Darwin Days, a yearly celebration of the life and work of Charles Darwin, whose theory of evolution through natural selection is the foundation of modern biology, will be held on campus Feb. 8-12.
Darwin’s Feb. 12 birthday is the reason for the events. This year there will be a series of events exploring the fossil record of pre-human life.
Alaskan artist Ray Troll, author of Rapture of the Deep, will be a major guest for the celebration. A scientific illustrator, Troll will speak Feb. 9 at 4 p.m. in the Odum School of Ecology Auditorium. His illustrated lecture is entitled “Vicious Fishes of the Amazon.” He will give another talk, “Fish Worship,” in the same venue at 7:30 p.m. Feb. 10. Both events are open free to the public.
On Feb. 11, Sally Walker from the department of geology in the Franklin College of Arts and Sciences will display her collection of fossils of predators and their prey in an exhibit entitled “Fossil Forensics: Predators in Paleontology.” There also will be a display by Raymond Freeman-Lynde, also of geology, called “T. Rex Wanna Cracker?”

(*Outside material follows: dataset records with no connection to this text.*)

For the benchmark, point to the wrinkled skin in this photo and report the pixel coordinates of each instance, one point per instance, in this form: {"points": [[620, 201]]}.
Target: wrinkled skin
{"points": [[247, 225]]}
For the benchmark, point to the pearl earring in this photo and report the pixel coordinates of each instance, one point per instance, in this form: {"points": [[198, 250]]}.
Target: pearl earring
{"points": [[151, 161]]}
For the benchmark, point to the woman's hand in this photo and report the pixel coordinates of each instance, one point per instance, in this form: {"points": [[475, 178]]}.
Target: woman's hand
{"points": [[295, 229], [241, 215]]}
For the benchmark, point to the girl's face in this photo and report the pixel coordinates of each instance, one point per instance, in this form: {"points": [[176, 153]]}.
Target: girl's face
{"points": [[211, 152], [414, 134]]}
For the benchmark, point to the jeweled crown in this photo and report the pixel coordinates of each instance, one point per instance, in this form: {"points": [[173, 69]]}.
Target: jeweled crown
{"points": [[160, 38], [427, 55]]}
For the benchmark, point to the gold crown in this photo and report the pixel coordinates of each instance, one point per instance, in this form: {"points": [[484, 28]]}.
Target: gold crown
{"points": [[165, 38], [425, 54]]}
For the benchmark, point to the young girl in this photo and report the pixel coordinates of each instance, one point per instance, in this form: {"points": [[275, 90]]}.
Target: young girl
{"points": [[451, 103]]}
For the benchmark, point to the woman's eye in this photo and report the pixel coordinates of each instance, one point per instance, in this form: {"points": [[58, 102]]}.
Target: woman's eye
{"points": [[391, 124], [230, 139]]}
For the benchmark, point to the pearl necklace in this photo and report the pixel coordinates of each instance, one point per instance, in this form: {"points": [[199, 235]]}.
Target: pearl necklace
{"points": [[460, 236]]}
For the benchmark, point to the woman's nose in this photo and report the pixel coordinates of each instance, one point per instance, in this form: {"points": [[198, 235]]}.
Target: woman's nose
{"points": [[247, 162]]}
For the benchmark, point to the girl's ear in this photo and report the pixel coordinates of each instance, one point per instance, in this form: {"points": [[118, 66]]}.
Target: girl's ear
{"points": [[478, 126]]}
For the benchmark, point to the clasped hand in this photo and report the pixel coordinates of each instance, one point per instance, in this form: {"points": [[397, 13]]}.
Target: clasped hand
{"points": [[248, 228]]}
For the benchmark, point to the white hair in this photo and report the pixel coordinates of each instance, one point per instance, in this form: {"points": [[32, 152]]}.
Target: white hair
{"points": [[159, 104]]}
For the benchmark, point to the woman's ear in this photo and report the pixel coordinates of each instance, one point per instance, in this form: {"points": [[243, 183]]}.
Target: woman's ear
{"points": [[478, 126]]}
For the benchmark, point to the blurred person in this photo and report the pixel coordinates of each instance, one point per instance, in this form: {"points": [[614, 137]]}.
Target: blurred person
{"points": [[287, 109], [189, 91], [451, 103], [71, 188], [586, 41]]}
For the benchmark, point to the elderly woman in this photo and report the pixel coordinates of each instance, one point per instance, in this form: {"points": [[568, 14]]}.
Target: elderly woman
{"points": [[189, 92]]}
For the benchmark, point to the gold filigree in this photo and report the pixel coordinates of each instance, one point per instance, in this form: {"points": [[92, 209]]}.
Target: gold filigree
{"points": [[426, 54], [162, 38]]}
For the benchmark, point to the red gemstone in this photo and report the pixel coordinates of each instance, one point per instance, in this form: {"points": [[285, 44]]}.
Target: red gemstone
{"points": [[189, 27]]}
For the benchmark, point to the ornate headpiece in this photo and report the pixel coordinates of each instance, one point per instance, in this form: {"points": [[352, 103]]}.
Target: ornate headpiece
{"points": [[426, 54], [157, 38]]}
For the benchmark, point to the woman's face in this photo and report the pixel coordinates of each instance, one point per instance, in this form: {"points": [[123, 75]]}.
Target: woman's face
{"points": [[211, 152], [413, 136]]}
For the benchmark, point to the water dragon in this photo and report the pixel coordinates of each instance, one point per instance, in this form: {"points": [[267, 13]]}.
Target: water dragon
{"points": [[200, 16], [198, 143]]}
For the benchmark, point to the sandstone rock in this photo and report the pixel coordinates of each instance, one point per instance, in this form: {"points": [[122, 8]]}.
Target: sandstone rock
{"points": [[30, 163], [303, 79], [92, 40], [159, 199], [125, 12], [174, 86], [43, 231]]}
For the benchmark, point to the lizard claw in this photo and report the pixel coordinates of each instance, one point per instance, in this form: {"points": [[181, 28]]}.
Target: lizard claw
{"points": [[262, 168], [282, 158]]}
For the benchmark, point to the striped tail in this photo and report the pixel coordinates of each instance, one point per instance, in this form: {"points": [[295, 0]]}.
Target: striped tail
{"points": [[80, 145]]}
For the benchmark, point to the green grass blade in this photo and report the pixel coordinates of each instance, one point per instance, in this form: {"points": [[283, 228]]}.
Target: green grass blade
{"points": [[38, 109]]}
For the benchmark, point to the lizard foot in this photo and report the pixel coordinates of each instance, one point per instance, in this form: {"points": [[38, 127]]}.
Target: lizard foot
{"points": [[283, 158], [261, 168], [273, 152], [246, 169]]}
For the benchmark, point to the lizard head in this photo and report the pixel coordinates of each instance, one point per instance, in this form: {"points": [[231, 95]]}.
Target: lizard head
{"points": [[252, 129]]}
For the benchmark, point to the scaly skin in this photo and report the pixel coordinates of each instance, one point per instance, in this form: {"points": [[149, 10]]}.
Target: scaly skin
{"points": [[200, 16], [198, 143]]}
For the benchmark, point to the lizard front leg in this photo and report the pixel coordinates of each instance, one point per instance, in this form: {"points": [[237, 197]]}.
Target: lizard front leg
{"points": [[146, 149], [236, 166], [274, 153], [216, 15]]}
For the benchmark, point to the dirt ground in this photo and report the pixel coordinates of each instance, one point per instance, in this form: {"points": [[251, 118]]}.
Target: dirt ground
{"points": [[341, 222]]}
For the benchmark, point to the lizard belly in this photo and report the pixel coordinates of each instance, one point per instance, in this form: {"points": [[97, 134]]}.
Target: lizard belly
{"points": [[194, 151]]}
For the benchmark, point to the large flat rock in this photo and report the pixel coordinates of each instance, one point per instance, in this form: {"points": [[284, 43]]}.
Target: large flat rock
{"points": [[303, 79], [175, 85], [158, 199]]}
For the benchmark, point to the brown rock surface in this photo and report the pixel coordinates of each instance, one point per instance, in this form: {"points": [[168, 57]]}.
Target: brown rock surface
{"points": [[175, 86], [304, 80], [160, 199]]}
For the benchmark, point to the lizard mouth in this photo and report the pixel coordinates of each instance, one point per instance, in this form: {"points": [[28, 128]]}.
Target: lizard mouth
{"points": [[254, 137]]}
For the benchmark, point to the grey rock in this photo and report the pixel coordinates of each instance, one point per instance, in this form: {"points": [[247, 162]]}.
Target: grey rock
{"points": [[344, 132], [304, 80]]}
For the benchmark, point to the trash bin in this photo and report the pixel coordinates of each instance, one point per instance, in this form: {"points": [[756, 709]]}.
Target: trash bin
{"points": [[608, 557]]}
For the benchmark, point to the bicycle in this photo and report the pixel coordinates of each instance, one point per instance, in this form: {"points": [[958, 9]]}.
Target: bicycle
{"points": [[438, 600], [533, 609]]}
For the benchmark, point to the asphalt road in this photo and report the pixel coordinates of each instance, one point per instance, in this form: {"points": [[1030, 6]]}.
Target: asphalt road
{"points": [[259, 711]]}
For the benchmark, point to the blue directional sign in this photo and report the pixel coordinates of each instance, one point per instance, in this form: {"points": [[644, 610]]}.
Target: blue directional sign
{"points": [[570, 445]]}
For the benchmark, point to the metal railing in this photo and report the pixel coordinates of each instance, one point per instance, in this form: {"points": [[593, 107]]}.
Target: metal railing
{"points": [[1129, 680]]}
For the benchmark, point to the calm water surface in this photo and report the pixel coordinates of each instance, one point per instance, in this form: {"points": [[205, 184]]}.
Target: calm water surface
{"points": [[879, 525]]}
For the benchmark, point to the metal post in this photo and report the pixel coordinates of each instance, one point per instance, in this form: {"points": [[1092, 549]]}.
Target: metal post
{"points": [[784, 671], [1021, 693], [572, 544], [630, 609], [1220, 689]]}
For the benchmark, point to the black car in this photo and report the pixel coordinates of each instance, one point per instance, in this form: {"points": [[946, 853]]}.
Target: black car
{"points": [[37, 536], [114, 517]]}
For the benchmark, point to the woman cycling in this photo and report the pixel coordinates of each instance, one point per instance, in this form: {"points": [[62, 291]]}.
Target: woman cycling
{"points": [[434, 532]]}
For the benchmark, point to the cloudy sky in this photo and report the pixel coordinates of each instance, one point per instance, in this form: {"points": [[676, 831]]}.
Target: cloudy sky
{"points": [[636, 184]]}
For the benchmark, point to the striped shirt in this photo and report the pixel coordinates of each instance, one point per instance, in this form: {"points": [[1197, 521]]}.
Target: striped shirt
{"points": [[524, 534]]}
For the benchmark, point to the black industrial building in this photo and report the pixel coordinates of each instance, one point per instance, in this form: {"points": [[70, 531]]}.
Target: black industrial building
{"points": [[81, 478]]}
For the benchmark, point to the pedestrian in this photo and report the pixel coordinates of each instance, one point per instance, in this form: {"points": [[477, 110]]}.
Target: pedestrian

Both will be in the first floor rotunda of the Miller Learning Center. At 3:30 p.m. Feb. 11, anthropologist John Hawks from the University of Wisconsin-Madison will speak in the Reception Hall of the Tate Student Center. His lecture, entitled “The Neanderthal Genome Project.” is open to the public as well. Following Hawks’ lecture there will be a panel composed of Doug Menke (genetics), Dorothy Fragaszy (psychology) and Susan Tanner (anthropology) called “What Does It Mean to be Human?”
The events are co-sponsored by the department of cellular biology and the Willson Center for Humanities and Arts, along with the Lamar Dodd School of Art, the Odum School of Ecology, the Georgia Museum of Natural History and the departments of geology, psychology and anthropology.